Neal Medhurst Nicholls and Wayne Leslie Douglas are on trial in the High Court at Auckland in a case brought by the Serious Fraud Office.

The pair face one criminal charge for theft by a person in a special relationship and two for the publishing of false statements. The latter carry maximum penalties of 10 years' jail.

As well as being Capital+Merchant Finance directors, the defendants headed a company allegedly $3 million out of pocket and in mortgagee possession of a run-down Palmerston North office block.


Between 2002 and 2004, Capital+Merchant allegedly advanced $14.5 million of investor funds to related parties, which purchased the office block and another one nearby and converted them into student accommodation known as "the Hub".

A former farmer and real estate agent, Bruce Stokes was allegedly employed as a "frontman" to disguise the related-party lending.

Stokes was brought in to make it appear the lending was at arm's length and would "not raise any eyebrows with the public", Crown prosecutor Nick Williams argued in his opening yesterday.

Appearing as a Crown witness today, Stokes said he was indemnified against personal loss if the development failed but understood he would make 20 per cent of the venture's proceeds if it was successful.

Asked who would get the other 80 per cent, Stokes replied: "Wayne and Neal".

But the project did not run to plan.

Stokes described numerous issues with the development, including budget over-runs and time delays.

When the project was completed, rents to tenants had to be decreased because of an oversupply in the student accommodation market, Stokes said.

The strife with the properties "gave me a few sleepless nights," he said.

When interest or principal could not be paid on the Capital + Merchant loans, the accused then made a plan to transfer ownership of the properties, according to the Crown.

The accused also arranged a deal with former Blue Chip boss Mark Bryers and gave him 100 per cent finance to buy the properties, the Crown alleged.

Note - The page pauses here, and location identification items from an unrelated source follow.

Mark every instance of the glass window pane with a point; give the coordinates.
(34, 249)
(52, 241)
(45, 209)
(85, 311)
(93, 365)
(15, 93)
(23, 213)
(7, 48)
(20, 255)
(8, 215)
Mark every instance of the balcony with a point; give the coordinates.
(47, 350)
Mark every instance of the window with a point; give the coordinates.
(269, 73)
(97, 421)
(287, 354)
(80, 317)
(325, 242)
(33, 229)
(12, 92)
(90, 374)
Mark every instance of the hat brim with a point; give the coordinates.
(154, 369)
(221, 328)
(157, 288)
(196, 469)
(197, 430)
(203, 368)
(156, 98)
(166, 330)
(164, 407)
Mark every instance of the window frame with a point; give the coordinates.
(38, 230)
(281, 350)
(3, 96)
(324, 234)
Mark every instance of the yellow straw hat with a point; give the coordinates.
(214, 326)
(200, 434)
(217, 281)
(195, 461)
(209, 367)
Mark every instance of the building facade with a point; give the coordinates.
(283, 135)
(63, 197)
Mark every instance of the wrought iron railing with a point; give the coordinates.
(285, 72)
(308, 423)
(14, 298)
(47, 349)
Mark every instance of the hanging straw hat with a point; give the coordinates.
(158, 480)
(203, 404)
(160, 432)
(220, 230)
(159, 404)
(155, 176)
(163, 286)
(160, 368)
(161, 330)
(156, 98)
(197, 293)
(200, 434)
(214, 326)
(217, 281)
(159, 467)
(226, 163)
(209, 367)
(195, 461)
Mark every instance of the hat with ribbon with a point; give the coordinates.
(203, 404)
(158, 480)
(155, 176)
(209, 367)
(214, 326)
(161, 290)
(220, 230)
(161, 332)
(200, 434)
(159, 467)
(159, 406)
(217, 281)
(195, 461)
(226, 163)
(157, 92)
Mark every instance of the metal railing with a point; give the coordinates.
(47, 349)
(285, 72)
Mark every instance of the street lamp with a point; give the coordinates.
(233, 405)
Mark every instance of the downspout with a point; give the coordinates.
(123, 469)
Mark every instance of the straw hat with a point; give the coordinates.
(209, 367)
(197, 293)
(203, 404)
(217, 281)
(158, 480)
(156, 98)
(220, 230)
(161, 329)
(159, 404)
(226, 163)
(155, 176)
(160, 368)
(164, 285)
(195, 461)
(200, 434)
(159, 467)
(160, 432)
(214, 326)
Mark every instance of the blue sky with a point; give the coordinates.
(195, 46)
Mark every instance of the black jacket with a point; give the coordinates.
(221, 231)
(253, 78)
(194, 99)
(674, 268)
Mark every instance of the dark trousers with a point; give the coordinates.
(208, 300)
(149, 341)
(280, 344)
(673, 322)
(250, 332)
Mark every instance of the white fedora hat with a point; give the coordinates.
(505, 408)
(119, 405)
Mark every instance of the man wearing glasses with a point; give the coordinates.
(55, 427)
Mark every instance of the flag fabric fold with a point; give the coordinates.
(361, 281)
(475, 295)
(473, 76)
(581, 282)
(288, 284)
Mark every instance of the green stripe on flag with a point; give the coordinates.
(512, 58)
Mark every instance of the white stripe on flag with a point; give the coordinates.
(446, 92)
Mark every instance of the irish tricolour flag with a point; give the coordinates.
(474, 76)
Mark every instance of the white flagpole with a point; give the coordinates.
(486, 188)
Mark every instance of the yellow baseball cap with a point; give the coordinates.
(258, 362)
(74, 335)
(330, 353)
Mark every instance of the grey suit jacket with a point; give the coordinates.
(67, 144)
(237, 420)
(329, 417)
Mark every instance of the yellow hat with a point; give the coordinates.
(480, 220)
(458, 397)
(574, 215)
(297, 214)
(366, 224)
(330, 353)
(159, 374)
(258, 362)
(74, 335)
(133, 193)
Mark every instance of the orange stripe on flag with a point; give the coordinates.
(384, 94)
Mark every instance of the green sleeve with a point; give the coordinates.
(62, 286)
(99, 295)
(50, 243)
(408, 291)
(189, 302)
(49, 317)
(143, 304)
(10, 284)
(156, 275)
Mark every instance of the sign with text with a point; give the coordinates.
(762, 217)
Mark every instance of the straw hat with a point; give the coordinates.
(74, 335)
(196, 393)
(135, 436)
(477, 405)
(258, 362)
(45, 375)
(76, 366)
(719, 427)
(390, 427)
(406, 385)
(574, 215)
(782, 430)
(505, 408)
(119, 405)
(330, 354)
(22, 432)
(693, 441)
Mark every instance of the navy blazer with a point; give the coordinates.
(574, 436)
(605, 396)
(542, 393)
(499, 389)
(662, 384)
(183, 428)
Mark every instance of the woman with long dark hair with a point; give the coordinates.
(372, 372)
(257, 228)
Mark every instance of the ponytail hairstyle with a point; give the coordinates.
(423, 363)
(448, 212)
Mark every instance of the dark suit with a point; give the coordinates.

After ongoing issues, the properties were finally sold for $3.73 million, of which Capital + Merchant received nothing, the Crown said.

Capital+Merchant went into receivership in November 2007 owing $167 million to about 7500 investors. No funds are expected to be recovered.

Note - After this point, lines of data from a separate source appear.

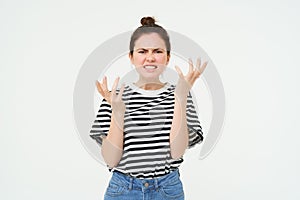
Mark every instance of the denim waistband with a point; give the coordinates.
(144, 184)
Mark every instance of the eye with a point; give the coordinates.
(159, 51)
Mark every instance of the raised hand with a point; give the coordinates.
(117, 104)
(103, 90)
(114, 99)
(185, 82)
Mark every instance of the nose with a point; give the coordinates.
(150, 57)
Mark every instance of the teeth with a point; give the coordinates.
(150, 67)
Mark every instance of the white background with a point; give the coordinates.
(254, 45)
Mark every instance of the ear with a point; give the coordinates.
(168, 58)
(130, 57)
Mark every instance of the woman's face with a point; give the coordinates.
(149, 56)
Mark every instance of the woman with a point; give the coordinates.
(145, 127)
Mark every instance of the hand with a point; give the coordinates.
(117, 104)
(185, 82)
(103, 90)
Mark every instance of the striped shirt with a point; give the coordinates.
(147, 124)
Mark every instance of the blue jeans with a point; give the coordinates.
(124, 187)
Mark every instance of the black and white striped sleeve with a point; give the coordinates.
(101, 124)
(193, 123)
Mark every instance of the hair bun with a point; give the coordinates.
(148, 21)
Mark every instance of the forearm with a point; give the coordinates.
(112, 147)
(179, 131)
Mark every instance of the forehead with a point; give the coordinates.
(151, 40)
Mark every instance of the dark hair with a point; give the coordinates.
(149, 26)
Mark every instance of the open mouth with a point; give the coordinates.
(150, 66)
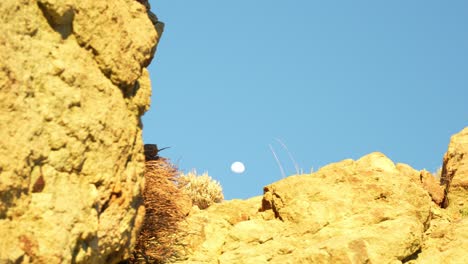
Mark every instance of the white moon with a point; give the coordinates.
(238, 167)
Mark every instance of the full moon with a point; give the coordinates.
(238, 167)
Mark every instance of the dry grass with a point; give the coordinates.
(165, 208)
(202, 189)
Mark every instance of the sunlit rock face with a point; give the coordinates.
(73, 86)
(365, 211)
(368, 210)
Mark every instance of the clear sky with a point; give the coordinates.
(330, 79)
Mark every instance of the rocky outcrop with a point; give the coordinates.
(364, 211)
(455, 169)
(446, 241)
(73, 86)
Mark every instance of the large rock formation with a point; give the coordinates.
(73, 86)
(455, 169)
(446, 241)
(364, 211)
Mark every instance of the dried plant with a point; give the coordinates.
(202, 189)
(164, 210)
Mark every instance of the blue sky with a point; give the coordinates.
(330, 79)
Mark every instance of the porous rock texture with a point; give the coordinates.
(365, 211)
(73, 85)
(446, 241)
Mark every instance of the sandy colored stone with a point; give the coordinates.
(73, 86)
(364, 211)
(455, 173)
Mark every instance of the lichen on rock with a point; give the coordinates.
(73, 86)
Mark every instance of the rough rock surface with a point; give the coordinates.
(73, 86)
(364, 211)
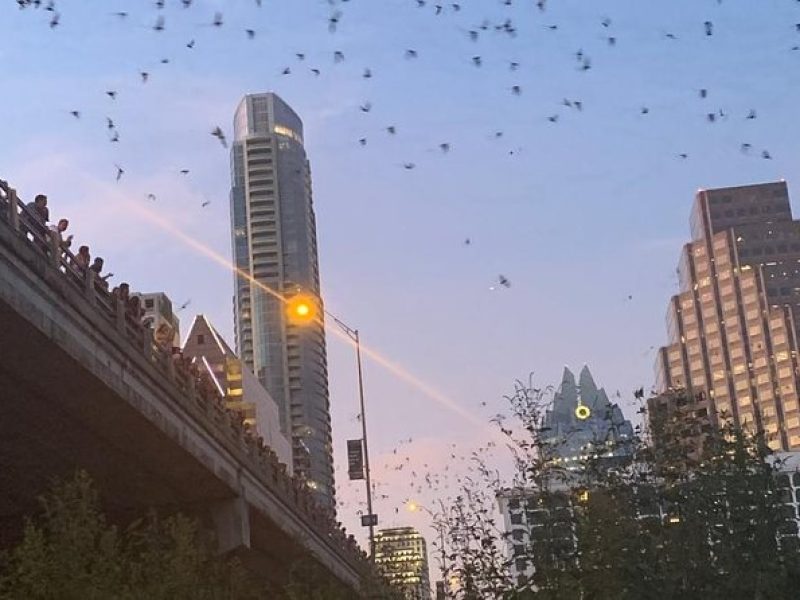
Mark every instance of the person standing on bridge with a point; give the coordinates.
(82, 259)
(57, 233)
(39, 210)
(34, 218)
(97, 267)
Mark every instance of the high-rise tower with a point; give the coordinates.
(275, 243)
(733, 328)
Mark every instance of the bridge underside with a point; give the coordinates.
(56, 417)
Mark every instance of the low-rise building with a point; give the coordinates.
(402, 556)
(240, 388)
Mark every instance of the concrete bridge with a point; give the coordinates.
(83, 385)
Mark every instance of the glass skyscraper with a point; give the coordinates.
(733, 327)
(275, 243)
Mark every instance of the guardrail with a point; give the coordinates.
(262, 460)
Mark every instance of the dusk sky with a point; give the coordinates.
(585, 216)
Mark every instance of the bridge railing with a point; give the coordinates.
(19, 217)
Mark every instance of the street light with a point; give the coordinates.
(415, 507)
(353, 335)
(301, 309)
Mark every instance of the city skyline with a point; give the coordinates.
(732, 328)
(584, 218)
(274, 246)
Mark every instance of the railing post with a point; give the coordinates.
(55, 249)
(89, 279)
(120, 309)
(13, 213)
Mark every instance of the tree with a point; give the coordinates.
(72, 552)
(675, 519)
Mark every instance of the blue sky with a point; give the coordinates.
(579, 214)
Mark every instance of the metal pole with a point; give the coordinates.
(444, 562)
(366, 451)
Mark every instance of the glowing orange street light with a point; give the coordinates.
(301, 309)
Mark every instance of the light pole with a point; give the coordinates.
(302, 309)
(353, 335)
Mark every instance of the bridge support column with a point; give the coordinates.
(232, 523)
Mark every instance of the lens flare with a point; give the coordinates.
(393, 368)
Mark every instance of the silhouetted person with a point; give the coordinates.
(97, 267)
(39, 209)
(82, 258)
(57, 233)
(122, 293)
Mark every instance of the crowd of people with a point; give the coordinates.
(35, 221)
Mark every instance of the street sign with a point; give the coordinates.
(367, 520)
(355, 459)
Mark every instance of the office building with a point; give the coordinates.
(158, 314)
(732, 327)
(583, 422)
(275, 250)
(402, 556)
(236, 384)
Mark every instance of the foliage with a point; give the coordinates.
(677, 519)
(72, 552)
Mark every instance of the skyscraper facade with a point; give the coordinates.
(581, 426)
(733, 328)
(402, 556)
(583, 422)
(275, 245)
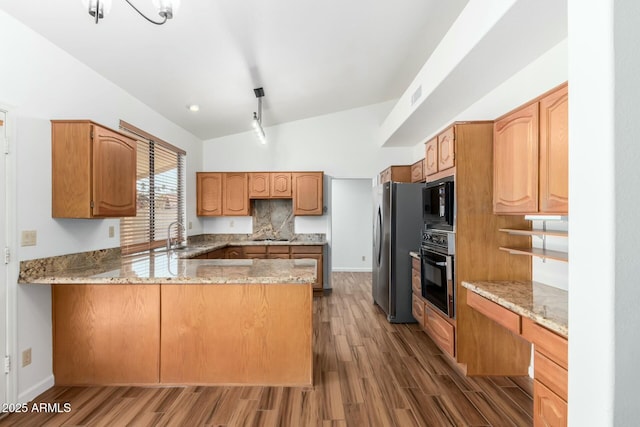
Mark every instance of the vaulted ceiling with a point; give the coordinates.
(312, 58)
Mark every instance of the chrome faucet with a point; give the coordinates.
(170, 244)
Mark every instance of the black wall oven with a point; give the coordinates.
(437, 270)
(438, 204)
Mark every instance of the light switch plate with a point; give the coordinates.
(28, 238)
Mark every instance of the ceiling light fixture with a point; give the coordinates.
(166, 8)
(257, 117)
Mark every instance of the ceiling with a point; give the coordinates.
(312, 58)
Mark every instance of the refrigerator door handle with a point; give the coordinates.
(379, 237)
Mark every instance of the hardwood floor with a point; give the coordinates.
(366, 372)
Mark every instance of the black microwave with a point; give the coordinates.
(438, 204)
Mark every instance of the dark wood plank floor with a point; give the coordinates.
(367, 372)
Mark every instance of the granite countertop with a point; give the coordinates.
(541, 303)
(166, 268)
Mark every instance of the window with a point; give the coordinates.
(160, 194)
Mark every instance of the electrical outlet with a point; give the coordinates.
(26, 357)
(28, 238)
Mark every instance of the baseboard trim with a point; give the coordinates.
(33, 392)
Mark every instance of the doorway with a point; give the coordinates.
(351, 224)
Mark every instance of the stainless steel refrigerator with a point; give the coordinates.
(397, 230)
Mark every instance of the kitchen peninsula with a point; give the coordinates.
(163, 318)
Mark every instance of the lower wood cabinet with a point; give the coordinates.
(550, 386)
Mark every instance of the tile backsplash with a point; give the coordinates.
(273, 219)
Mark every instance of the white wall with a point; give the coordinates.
(351, 224)
(603, 274)
(40, 82)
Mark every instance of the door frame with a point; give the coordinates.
(11, 383)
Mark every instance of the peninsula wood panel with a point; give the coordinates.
(106, 334)
(554, 152)
(237, 334)
(515, 180)
(482, 346)
(209, 193)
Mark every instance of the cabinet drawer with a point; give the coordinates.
(306, 249)
(549, 410)
(441, 331)
(416, 284)
(495, 312)
(417, 309)
(548, 343)
(550, 374)
(278, 249)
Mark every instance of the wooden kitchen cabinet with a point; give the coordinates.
(235, 194)
(439, 153)
(270, 185)
(311, 252)
(531, 157)
(398, 173)
(94, 171)
(209, 193)
(307, 193)
(280, 185)
(417, 173)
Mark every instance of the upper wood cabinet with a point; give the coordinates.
(270, 185)
(439, 153)
(531, 157)
(396, 174)
(94, 171)
(307, 193)
(554, 152)
(417, 172)
(235, 194)
(208, 193)
(281, 187)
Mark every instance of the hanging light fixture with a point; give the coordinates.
(257, 117)
(166, 8)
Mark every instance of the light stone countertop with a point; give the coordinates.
(545, 305)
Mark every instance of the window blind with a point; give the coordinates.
(160, 194)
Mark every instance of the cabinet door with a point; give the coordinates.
(431, 157)
(307, 193)
(554, 152)
(416, 171)
(515, 162)
(208, 193)
(281, 185)
(259, 185)
(235, 194)
(114, 174)
(446, 149)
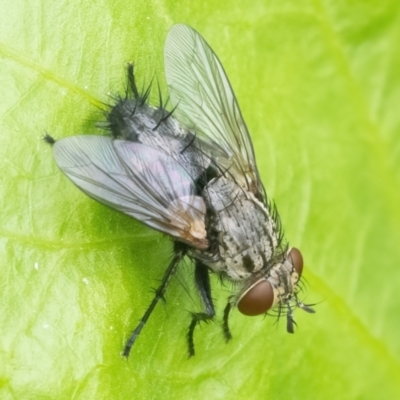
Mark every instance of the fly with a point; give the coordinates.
(191, 173)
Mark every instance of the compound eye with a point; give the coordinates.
(297, 260)
(257, 300)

The Crown said the directors deliberately omitted information about the related-party loans in two prospectuses in order to induce investors to put their money into Capital+Merchant.

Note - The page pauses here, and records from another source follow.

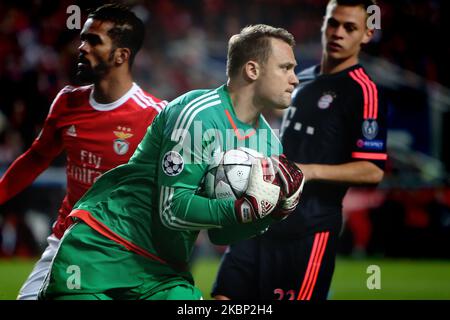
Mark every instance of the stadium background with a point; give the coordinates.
(403, 226)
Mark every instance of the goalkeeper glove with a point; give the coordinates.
(292, 185)
(261, 196)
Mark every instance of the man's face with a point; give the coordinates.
(96, 51)
(343, 31)
(278, 79)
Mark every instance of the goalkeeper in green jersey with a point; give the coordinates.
(136, 227)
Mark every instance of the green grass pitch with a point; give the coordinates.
(399, 279)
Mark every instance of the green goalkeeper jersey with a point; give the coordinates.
(153, 204)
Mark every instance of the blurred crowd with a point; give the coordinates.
(185, 48)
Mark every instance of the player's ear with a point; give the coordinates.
(252, 70)
(368, 34)
(122, 55)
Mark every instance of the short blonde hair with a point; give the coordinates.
(253, 43)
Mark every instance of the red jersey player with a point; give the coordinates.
(99, 126)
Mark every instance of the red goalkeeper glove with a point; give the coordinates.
(292, 185)
(261, 196)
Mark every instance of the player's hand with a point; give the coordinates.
(292, 180)
(261, 196)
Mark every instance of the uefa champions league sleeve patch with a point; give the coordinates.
(172, 163)
(370, 129)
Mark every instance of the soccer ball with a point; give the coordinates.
(228, 174)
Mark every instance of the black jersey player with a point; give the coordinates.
(336, 133)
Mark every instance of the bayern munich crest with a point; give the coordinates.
(325, 100)
(172, 163)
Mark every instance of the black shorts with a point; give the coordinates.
(278, 269)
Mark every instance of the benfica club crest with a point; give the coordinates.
(121, 145)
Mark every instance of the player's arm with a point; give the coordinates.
(366, 119)
(25, 169)
(180, 206)
(358, 172)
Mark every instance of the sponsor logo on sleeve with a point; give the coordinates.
(172, 163)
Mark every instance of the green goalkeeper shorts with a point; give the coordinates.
(88, 265)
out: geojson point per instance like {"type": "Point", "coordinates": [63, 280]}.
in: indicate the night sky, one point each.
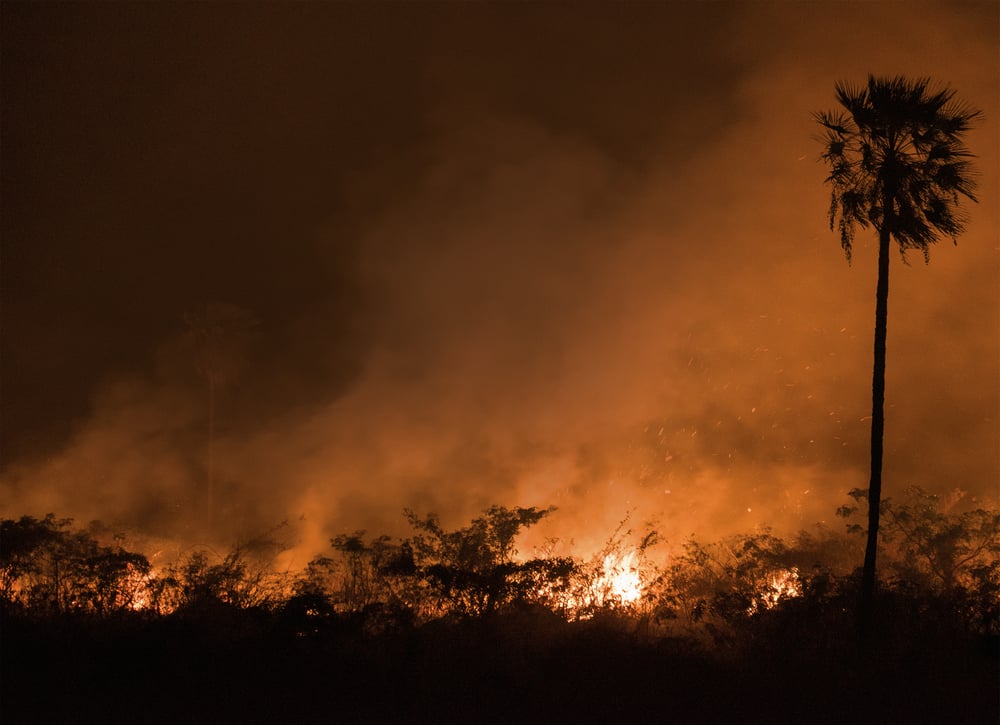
{"type": "Point", "coordinates": [530, 254]}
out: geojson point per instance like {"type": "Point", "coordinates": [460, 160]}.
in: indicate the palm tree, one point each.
{"type": "Point", "coordinates": [898, 163]}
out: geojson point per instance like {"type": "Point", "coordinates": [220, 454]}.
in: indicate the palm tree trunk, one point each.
{"type": "Point", "coordinates": [868, 579]}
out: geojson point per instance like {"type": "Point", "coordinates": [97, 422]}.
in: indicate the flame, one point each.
{"type": "Point", "coordinates": [620, 579]}
{"type": "Point", "coordinates": [780, 584]}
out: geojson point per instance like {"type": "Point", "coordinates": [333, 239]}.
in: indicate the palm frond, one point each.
{"type": "Point", "coordinates": [897, 139]}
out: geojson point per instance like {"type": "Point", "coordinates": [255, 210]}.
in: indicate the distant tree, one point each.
{"type": "Point", "coordinates": [473, 570]}
{"type": "Point", "coordinates": [47, 567]}
{"type": "Point", "coordinates": [898, 163]}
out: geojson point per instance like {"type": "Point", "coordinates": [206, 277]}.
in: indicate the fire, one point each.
{"type": "Point", "coordinates": [780, 584]}
{"type": "Point", "coordinates": [620, 581]}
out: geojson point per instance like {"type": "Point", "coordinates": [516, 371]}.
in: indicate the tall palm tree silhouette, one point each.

Due to the lack of disclosure, investors could not ascertain the risk of advancing funds, Williams said.

"This is a classic case of the directors of a finance company knowingly and deliberately using the company for unauthorised purposes which they hid from the trustee and investors. In law, such use amounts to theft," Williams said in his opening statements yesterday.

"The transactions were not prudent arm's-length transactions and they caused significant loss to the company and thus the investors," he said.

The trial continues today and is expected to take about 2 and a half weeks.